# Questions about Heat Pumps



## Vikeologist (Jun 28, 2008)

I currently have a very old oil furnace.  Its a Lennox, probably installed in the mid 1950's.  Still heats very well, but the problem I have is with the blower fan motor.  It doesnt run fast enough and so it doesnt blow much air out of the ducts.  I have tried speeding it up, but its going as fast as it will go.

Question is if I get a heat pump and use my old oil burning furnace as a backup, will the heat pump run off the furnace?  Therefor my new heat pump will not be working as well as it should be.

Or would I be better off getting a heat pump and a new natural gas furnace?  Only problem there is we are talking about $12,000 for both the heat pump and the new gas furnace.

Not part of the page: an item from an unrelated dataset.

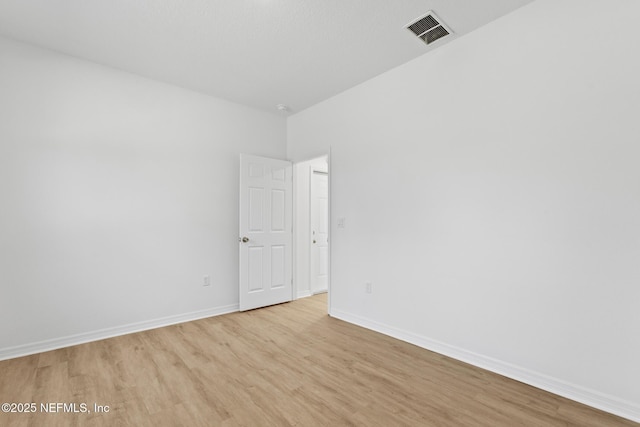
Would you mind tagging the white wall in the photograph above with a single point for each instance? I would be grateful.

By the way, I live in Minnesota, so the winters get very cold, so I definately need a backup heat source.

Thanks in advance!


----------



## geo (Jun 28, 2008)

do some research but if you want to upgade you should definetly look into a direct exchange geo thermal heat pump these systems can handle all your heat all your ac and about 80% of your hot water all for about 1000 a year. that being said standard practice on a traditional heat pump is to install a resistance heater in the airhandler wired to an outdoor temp sensor which turns it on when the temp drops below eff operating conditions


----------



## CraigFL (Jun 29, 2008)

My guess is that anyone that is going to bid/install your heat pump will want a new furnace/air handler because yours is so old. They would be worried that your heat exchanger may be cracked or that the evaporator coil for the heat exchanger may not fit well with your existing ductwork.

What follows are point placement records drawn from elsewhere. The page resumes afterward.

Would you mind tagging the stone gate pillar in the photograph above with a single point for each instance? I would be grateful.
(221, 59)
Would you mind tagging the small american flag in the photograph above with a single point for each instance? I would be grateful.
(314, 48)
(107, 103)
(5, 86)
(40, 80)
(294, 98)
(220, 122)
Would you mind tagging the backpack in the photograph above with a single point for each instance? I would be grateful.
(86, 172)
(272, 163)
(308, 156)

You should check oil & natural gas costs in your area but in a lot of places electric is very competitive. This means the suggestion of a heat pump plus electric resistance heating as your backup might be the best alternative.

The geothermal might be nice but if you thought $12K was a lot....


----------



## Vikeologist (Jun 29, 2008)

geothermal would be nice, but i cant afford that...

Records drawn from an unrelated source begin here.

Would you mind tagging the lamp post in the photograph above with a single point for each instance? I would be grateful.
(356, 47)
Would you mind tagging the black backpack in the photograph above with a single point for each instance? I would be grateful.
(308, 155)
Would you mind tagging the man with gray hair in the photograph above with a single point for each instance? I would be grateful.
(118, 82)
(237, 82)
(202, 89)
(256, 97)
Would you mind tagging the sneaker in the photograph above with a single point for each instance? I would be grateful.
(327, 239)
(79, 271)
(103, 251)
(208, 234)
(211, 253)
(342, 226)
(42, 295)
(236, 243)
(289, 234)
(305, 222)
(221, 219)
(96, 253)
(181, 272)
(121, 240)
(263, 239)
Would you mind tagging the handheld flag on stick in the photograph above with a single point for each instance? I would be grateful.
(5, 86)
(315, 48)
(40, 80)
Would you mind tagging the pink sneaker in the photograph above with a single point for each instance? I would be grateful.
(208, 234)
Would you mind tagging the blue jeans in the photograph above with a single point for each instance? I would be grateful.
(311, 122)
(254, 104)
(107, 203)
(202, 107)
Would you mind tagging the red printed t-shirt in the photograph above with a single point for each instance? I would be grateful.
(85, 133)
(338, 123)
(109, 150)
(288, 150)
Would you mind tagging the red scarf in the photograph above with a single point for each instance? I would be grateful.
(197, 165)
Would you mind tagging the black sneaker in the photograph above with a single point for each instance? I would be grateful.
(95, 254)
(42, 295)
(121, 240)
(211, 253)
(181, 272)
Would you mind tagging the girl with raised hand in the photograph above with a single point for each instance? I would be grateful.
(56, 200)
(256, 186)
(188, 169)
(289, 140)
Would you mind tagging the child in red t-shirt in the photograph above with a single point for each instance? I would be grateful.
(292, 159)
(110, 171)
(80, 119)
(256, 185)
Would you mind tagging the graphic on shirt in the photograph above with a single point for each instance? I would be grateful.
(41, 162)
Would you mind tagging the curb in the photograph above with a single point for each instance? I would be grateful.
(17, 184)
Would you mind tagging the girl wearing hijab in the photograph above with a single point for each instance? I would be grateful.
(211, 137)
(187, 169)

So if i went with a heat pump, and an electric resistance heating, would that be like baseboard heat, or would it still be forced air...

i have never been a fan of electric heat in the baseboard type.

i am new to this so sorry for all the stupid questions....


----------



## geo (Jun 29, 2008)

just like a electric base board eccept the coil is in the airhandler . chances are you wont know the difference between the heat pump and when it switches to the resistance


----------



## Vikeologist (Jun 29, 2008)

I have heard that air source heat pumps in Minnesota really dont work that well.

Since the air temp in Minnesota in the winter is below 30 degrees for much of the winter, the savings is minimal.

Maybe it would be better to just put in a natural gas furnace...yes it will cost a bit more to run...but it will take years to make up the price of the heat pump, especially if it is not running all that often anyways..

heat pump in Minnesota would maybe only run October-November, then maybe March-early May.


----------



## CraigFL (Jun 30, 2008)

I owned a heat pump in 1983 when I lived in Fairmont,MN. This was in the time when heat pumps weren't as efficient as they are now. Mine changed to alternate heat(electric resistance) at about 16 degerees back then. Your changeover point will depend on your units efficiency and the cost of electric. I think you would be surprised at the savings.  Even with the occasional -35F in Fairmont, heat pump still worked on those days where temperature warmed up some...


----------